# What is your favorite ?



## svadhisthana (May 6, 2001)

I enjoy foods that taste great but are also _good_ for you. What are your favorite low fat/ healthy recipes?

Svadhisthana


----------



## isa (Apr 4, 2000)

When cooking and baking for everyday, I always try to lower the fat content of a recipe and make it more nutritious by adding grains, beans and/or legumes.

A good source for healthier recipes is: http://wwww.cookinglight.com


----------



## svadhisthana (May 6, 2001)

You're right Iza, I love www.cookinglight.com. I can't wait for each new issue of the magazine.

Svadhisthana


----------



## pooh (Mar 13, 2001)

Me too. I also think cookinglight.com and magazine are great sources.


----------



## risa (May 11, 2001)

I like reading Cooking Light although I don't tend to cook the recipes inside. They're good for giving me ideas on lowering the fat in what I do cook. I really miss Eating Well.


----------



## shel (Dec 20, 2006)

Eating Well has a web site and the magazine is available in many places. However, yours is the second or third similar comment I've read on the subject.
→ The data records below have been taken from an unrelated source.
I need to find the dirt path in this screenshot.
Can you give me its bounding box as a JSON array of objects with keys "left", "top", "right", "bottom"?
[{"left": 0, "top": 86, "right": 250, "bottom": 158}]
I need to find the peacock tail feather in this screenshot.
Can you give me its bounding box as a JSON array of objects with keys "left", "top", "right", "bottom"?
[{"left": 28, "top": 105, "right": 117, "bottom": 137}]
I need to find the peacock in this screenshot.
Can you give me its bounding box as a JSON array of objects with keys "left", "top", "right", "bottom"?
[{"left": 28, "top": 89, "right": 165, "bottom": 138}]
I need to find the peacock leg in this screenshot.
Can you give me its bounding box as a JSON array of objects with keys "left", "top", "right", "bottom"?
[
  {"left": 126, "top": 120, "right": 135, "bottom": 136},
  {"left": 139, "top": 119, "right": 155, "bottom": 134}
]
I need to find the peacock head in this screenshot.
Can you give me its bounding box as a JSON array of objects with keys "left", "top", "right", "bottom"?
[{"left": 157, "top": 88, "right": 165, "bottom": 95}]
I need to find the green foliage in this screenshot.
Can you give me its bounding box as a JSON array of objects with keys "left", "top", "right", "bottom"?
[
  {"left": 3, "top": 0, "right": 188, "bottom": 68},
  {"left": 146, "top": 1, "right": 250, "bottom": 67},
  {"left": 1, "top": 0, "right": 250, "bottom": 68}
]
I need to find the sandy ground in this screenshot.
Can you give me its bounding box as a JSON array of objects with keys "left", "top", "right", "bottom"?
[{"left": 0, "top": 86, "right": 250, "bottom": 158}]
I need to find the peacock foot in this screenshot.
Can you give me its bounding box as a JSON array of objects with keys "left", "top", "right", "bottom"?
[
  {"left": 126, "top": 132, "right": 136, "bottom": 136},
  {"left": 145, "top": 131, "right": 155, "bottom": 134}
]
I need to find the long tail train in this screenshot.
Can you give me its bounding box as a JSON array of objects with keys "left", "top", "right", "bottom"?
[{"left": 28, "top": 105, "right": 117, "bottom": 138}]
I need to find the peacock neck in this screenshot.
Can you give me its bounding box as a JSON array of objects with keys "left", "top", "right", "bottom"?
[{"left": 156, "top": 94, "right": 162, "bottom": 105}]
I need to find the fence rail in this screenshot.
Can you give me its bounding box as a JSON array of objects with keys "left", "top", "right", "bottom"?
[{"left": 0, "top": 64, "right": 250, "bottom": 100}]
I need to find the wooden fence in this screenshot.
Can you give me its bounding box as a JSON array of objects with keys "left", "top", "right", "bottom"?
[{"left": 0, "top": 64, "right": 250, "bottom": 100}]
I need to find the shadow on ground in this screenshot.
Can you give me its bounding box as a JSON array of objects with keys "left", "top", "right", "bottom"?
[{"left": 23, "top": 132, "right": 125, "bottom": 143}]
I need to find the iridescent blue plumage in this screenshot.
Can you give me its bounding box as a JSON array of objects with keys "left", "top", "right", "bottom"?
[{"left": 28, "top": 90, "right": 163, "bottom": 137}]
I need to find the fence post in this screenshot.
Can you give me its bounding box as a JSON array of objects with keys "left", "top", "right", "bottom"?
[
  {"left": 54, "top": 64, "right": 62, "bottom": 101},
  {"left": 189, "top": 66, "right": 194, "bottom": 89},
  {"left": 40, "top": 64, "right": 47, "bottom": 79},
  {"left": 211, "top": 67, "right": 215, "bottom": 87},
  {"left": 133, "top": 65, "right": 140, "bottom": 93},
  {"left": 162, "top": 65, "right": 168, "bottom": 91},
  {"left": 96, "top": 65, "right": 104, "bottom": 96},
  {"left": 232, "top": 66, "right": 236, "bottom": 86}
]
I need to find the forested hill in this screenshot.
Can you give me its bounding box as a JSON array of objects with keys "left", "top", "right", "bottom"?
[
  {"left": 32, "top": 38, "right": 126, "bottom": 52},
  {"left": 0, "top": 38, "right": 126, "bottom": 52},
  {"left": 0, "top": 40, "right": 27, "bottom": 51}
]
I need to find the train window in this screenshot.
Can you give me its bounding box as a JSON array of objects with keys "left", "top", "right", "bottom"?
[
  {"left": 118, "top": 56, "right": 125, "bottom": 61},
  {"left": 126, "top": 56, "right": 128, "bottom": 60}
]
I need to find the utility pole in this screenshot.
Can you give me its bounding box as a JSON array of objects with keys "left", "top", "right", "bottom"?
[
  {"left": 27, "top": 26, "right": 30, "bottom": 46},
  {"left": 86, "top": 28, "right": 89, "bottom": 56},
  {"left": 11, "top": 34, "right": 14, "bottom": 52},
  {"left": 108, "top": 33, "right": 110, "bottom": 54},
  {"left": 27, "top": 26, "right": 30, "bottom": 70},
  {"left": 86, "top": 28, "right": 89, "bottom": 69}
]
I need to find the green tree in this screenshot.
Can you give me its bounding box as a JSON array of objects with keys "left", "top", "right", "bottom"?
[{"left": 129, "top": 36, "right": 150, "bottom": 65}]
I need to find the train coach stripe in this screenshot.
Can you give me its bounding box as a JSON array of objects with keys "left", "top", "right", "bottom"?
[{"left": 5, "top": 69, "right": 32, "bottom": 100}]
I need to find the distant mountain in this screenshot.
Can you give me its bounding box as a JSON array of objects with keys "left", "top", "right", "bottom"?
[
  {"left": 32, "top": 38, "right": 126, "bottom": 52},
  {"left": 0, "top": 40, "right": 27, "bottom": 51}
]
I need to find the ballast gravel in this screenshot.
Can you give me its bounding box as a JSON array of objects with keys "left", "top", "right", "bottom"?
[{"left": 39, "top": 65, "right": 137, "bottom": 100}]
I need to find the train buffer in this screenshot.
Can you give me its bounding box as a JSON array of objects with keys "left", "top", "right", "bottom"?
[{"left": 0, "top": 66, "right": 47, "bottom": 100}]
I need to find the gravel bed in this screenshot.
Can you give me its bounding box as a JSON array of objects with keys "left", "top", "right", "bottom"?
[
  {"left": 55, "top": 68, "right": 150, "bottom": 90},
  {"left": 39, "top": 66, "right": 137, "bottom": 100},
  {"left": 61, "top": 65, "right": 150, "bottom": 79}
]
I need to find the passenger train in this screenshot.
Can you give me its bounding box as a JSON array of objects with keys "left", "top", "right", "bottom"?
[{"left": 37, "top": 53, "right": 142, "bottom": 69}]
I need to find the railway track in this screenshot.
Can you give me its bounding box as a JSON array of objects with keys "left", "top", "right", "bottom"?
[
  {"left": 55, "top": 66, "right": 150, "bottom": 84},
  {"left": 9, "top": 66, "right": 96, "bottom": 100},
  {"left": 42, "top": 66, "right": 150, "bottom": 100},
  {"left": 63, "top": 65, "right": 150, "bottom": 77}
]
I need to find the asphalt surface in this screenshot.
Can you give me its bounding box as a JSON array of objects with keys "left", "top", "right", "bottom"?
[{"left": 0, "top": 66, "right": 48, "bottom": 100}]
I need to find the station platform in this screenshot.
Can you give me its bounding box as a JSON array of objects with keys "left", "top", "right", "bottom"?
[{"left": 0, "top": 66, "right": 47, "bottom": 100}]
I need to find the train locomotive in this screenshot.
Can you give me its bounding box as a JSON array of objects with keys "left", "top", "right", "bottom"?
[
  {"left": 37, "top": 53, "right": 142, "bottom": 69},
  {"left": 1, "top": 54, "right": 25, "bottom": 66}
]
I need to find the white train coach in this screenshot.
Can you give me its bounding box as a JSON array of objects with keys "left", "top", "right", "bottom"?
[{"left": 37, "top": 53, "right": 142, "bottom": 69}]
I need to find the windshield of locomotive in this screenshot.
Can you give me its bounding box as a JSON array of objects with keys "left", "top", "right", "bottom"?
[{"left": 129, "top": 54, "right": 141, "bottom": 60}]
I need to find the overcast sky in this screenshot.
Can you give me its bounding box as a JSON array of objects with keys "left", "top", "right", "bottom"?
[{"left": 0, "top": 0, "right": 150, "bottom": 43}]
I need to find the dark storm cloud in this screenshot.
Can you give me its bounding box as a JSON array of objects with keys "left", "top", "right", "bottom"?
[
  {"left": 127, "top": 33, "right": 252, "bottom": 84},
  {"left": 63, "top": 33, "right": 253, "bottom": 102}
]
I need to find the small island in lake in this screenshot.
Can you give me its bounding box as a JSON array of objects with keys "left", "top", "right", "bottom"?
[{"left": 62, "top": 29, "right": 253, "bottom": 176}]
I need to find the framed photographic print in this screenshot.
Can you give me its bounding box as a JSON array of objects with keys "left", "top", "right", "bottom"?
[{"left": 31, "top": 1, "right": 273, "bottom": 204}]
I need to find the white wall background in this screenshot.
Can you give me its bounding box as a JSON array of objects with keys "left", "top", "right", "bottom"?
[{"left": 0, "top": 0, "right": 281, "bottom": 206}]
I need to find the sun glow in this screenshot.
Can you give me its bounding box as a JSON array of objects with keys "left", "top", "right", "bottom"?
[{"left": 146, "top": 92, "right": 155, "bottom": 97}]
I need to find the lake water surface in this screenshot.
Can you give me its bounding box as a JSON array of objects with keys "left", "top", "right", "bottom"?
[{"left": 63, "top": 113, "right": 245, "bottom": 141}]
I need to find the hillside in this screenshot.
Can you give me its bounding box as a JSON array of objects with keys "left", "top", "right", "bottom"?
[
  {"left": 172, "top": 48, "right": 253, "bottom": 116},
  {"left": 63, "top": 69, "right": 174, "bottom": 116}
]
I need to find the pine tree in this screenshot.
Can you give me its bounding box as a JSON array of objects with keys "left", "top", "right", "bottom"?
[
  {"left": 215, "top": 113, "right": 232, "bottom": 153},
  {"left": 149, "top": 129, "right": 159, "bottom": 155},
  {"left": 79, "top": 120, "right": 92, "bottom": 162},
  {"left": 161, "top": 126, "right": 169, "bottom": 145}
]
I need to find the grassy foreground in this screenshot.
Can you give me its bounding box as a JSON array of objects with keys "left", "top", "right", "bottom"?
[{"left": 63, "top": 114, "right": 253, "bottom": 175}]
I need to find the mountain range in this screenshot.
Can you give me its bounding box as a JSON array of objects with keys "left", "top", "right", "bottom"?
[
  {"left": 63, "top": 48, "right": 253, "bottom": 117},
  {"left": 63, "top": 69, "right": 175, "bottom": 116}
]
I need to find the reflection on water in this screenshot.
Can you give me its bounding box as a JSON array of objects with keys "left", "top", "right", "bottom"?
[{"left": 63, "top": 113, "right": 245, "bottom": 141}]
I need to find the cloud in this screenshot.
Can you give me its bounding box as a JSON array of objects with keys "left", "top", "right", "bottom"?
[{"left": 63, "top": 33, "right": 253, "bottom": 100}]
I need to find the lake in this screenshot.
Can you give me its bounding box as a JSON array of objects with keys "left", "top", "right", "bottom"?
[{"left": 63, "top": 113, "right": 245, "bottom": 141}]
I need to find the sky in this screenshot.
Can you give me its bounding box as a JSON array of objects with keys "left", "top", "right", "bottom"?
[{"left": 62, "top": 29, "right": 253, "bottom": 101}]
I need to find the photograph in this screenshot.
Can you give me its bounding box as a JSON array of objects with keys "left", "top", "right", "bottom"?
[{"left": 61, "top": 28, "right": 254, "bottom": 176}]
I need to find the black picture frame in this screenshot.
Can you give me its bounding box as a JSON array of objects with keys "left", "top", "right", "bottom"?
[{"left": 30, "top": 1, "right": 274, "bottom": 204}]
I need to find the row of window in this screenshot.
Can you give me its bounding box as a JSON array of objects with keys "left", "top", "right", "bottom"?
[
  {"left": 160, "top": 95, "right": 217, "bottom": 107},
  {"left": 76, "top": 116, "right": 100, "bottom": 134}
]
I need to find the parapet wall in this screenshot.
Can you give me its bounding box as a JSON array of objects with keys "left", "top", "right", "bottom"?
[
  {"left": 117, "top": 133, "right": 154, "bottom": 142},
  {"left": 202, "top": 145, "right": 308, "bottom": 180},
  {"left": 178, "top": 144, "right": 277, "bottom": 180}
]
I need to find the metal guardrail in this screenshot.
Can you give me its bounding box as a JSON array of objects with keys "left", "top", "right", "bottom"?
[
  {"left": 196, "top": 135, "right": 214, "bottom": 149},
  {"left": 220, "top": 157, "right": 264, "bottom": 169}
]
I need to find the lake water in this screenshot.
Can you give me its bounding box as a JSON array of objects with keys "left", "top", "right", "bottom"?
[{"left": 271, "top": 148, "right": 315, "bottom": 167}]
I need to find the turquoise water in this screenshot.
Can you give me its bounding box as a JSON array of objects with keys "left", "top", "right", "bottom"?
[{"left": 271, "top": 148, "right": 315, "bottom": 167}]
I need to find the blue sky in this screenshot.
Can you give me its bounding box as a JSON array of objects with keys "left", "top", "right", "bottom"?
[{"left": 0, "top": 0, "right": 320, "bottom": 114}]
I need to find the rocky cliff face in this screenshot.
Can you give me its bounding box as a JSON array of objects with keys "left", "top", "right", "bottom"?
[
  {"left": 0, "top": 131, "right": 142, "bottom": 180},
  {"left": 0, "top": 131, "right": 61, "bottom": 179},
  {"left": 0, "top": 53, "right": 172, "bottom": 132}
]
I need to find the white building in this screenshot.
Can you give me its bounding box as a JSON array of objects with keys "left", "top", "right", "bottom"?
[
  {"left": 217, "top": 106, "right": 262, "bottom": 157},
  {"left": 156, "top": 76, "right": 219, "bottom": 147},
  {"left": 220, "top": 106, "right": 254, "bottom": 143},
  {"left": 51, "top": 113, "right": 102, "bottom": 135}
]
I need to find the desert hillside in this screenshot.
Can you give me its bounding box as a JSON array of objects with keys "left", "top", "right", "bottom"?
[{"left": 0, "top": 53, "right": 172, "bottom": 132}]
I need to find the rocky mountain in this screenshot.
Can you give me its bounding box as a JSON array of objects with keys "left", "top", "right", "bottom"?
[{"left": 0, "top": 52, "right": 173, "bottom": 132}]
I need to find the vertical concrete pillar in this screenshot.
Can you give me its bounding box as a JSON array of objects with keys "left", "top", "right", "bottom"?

Has something changed @ Eating Well?

Shel


----------



## fortuna (Feb 3, 2007)

Food sould be god for you and tasty. I don't want to eat healthy but not tasty food. There are so many healthy and tasty food there! Just use less fat and less potato/pasta/rice/bread.


----------



## panini (Jul 28, 2001)

LESS PASTA!!!???? :suprise:  
I'm going to take your post as all natual foods are not unhealthy if eaten in moderation. GTG my pasta has rested enough


----------